Tomorrow marks the January 31 deadline put forth by federal officials to strike a grand bargain between the seven Colorado River Basin (CRB) states. A groundbreaking, watershed deal among the states is unlikely to be announced tomorrow. But the water managers’ PR machines will certainly churn out news to feed the beast and assure everyone that all is well — despite the past 15 years of failure.
When you consider whatever news comes out of the latest negotiations, do not forget what the nation’s top scientists warn: We need millions of acre-feet of new cuts to stabilize the system. This is just the beginning of a drier era on the Colorado River.
Below we’ve outlined a basic table accompanied by a grade and synopsis. The smaller the cut, the worse the grade.
“This latest exercise in curtailment will be futile if we’re not cutting at least an additional 3 million acre-feet annually,” said John Weisheit, conservation director of Living Rivers. “Water managers have ignored the structural deficit, climate change, and over-use for decades, pushing us to this current precipice. They are failing the public, ecosystems, and future generations.”
Any effort to tackle the problem with 2-4 million acre-feet worth of new cuts is a mere bandage for a gunshot wound. Stabilizing the Colorado River System of today doesn’t fully prepare us for the system of tomorrow. Mother Nature is bringing more cuts whether water managers like it or not. How we prepare now matters for future generations.
The above table is predicated upon simple math. With climate change, we’ve lost about 3 million acre-feet from the 20th Century average in addition to the annual 1.2 million acre-feet from the Lower Basin’s structural deficit i.e. over-use, evaporation, and system losses. While we cannot predict what each subsequent water year will bring in the coming decades, we can plan to expect that we will see a system with less and less water.
What We Know So Far
Despite congressional appropriations in the Bipartisan Infrastructure Law and the Inflation Reduction Act that will likely lead to compensated reductions for water users, the public cannot yet account for how those funds have reduced demand. Nor do we have clear data from parties who signed a Memorandum of Understanding for proposed agreements such as the 500-plus plan. We can not yet account for promises by states like California to cut an additional 400,000 acre-feet or potential System Conservation Pilot Program participants. Nor do we account for the past, present and future Drought Response Operations Agreement (DROA) releases from Flaming Gorge Dam, which are not de facto curtailments in consumptive use.
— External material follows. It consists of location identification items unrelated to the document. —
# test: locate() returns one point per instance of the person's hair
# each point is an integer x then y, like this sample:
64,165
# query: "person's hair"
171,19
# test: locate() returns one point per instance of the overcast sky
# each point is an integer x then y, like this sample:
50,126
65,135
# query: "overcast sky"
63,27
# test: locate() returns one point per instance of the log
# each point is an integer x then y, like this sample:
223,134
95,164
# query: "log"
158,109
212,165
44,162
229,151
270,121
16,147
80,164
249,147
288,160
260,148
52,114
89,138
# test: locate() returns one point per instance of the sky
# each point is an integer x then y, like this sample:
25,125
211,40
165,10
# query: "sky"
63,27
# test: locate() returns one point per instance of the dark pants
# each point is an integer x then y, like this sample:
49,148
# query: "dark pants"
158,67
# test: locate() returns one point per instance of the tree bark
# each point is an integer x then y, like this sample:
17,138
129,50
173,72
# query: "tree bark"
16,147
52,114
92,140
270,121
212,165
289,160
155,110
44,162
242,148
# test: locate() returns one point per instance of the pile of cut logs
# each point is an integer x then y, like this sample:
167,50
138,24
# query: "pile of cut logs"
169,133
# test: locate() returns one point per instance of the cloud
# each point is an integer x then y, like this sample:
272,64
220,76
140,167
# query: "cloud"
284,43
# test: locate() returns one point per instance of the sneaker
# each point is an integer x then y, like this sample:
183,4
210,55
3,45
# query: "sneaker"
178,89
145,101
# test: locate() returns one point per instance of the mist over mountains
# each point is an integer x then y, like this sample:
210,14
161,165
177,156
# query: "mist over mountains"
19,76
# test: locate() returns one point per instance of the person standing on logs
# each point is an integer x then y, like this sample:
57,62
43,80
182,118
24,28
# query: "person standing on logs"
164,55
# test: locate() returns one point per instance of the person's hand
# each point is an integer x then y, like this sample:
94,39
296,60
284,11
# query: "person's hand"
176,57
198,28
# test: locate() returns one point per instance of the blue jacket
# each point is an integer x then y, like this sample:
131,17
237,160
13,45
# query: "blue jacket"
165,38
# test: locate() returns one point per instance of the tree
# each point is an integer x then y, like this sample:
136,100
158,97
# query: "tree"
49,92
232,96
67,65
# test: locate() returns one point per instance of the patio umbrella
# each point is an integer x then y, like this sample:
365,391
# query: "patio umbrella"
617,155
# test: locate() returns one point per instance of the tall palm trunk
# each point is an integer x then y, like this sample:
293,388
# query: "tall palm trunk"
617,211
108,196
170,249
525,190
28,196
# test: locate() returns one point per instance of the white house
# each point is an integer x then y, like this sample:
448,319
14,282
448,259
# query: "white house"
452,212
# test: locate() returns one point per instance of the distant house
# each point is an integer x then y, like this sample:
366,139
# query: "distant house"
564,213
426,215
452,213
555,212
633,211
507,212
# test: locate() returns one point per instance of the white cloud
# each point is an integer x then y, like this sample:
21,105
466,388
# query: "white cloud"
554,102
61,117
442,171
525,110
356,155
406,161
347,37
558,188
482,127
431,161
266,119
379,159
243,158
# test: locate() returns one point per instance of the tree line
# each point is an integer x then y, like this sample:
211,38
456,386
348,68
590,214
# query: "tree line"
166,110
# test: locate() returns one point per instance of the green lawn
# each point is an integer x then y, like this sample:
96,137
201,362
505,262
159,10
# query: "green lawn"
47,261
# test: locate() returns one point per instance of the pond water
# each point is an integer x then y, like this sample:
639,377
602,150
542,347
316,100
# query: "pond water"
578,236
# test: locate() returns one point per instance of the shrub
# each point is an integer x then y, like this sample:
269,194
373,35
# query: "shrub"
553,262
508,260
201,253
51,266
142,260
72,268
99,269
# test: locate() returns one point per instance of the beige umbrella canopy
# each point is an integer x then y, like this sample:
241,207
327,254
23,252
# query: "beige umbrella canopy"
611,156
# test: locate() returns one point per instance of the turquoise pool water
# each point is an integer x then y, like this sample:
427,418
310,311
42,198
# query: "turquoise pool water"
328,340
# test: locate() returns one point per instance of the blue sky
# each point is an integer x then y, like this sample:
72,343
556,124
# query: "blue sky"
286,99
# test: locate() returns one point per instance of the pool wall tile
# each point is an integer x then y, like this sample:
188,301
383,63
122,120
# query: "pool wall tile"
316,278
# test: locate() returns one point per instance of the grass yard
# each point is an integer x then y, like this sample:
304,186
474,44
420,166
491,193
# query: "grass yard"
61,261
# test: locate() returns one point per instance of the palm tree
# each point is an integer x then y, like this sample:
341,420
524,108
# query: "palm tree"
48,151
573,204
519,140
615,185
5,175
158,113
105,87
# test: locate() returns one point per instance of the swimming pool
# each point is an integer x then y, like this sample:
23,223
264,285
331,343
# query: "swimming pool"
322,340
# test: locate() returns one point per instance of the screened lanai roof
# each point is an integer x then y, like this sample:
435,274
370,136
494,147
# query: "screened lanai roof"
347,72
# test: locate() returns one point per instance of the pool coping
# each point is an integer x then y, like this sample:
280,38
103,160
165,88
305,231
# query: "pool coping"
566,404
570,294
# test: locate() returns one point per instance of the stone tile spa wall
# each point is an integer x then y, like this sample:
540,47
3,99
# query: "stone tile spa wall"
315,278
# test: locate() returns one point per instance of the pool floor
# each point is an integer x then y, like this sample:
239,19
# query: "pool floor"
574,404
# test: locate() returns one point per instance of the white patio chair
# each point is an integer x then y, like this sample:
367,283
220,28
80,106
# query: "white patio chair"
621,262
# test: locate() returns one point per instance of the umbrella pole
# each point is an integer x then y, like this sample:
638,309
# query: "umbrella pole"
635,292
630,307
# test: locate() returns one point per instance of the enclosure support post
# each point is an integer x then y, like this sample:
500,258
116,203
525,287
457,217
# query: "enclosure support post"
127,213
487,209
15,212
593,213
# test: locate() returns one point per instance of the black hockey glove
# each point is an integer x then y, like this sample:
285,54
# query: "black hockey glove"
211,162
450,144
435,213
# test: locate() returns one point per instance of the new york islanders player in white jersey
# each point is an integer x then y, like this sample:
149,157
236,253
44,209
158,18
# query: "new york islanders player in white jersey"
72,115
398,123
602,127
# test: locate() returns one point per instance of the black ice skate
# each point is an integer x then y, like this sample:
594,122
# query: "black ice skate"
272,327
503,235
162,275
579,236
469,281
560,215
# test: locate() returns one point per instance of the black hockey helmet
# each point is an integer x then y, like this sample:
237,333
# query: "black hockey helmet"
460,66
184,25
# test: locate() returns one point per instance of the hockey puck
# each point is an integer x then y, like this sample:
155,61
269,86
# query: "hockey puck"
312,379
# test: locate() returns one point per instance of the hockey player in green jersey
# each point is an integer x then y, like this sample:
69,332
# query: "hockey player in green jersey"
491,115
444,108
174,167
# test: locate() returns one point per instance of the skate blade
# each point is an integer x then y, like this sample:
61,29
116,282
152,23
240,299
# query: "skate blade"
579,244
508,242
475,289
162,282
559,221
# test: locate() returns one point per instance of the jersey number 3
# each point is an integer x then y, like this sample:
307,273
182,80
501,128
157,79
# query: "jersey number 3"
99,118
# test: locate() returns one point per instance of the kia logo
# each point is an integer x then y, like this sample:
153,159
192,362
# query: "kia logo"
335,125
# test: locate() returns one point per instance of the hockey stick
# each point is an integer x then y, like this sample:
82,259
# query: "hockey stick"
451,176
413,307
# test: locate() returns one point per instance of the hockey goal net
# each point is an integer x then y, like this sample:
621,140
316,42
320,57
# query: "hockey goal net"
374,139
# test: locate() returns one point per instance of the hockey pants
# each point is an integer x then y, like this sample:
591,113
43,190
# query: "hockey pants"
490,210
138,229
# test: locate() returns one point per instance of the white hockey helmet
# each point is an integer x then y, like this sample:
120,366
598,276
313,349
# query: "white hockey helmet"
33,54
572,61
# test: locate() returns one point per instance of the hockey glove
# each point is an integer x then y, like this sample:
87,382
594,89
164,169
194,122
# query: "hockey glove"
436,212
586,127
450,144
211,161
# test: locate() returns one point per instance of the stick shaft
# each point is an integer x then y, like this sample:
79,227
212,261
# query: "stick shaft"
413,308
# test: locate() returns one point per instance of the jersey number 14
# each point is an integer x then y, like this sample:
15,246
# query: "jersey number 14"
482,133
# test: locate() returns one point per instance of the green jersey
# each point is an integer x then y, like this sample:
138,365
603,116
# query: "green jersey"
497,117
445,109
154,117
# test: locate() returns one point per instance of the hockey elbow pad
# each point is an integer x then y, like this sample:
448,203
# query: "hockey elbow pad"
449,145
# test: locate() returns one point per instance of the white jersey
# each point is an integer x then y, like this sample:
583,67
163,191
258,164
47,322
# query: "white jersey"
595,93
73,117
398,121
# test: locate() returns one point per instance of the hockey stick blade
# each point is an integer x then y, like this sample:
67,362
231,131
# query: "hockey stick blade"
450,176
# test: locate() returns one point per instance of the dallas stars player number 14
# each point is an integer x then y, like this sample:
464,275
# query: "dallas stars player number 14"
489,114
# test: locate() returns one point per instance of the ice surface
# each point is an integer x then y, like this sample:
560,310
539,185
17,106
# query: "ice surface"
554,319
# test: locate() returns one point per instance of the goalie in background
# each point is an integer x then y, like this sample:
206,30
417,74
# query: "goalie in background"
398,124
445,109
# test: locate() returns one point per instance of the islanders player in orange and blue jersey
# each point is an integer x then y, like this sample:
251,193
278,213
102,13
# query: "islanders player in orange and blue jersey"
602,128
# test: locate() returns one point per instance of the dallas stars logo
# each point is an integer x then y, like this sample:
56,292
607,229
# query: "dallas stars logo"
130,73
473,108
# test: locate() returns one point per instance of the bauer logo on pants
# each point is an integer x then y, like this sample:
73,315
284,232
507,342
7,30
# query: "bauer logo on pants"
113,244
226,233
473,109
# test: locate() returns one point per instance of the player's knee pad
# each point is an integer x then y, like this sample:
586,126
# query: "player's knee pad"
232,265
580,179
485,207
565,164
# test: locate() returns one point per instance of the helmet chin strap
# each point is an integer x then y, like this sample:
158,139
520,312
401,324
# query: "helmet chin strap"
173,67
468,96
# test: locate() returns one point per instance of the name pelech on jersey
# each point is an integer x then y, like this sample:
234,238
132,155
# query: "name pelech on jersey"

What Will Management Have to Consider in the Future
The Colorado River System has lost about 20 percent of its average from the last century. That figure will likely double by the end of the 21st Century. Research released last summer suggested that Lower Basin water users had to reduce use –– in addition to current cuts –– by at least 2 million acre-feet annually to stabilize the system in the coming years. In the study, the efficacy of those reductions depended on the rate of future Upper Basin development. The Upper Colorado River Commission estimates that exclusive of evaporation, Upper Basin states could plan to consume an additional 1.7 million acre-feet annually by 2060.
By some estimates, however, all Upper Basin states except Wyoming are already over-using their allocation under the Colorado River Compact’s Upper Basin Amendments — which divvy the share via a percentage of water rather than fixed allocations as in the Lower Basin.
All of these factors lead us to believe that if both basins aren’t significantly cutting, the nation can expect to be whipsawed by the Colorado River System for decades to come. We advocate for a new management regime at Glen Canyon Dam, a moratorium on new Upper Basin dams/diversions, robust curtailment in the Upper and Lower Basin, and better accounting for evaporation, system losses, and gauge readings throughout the Colorado River Basin.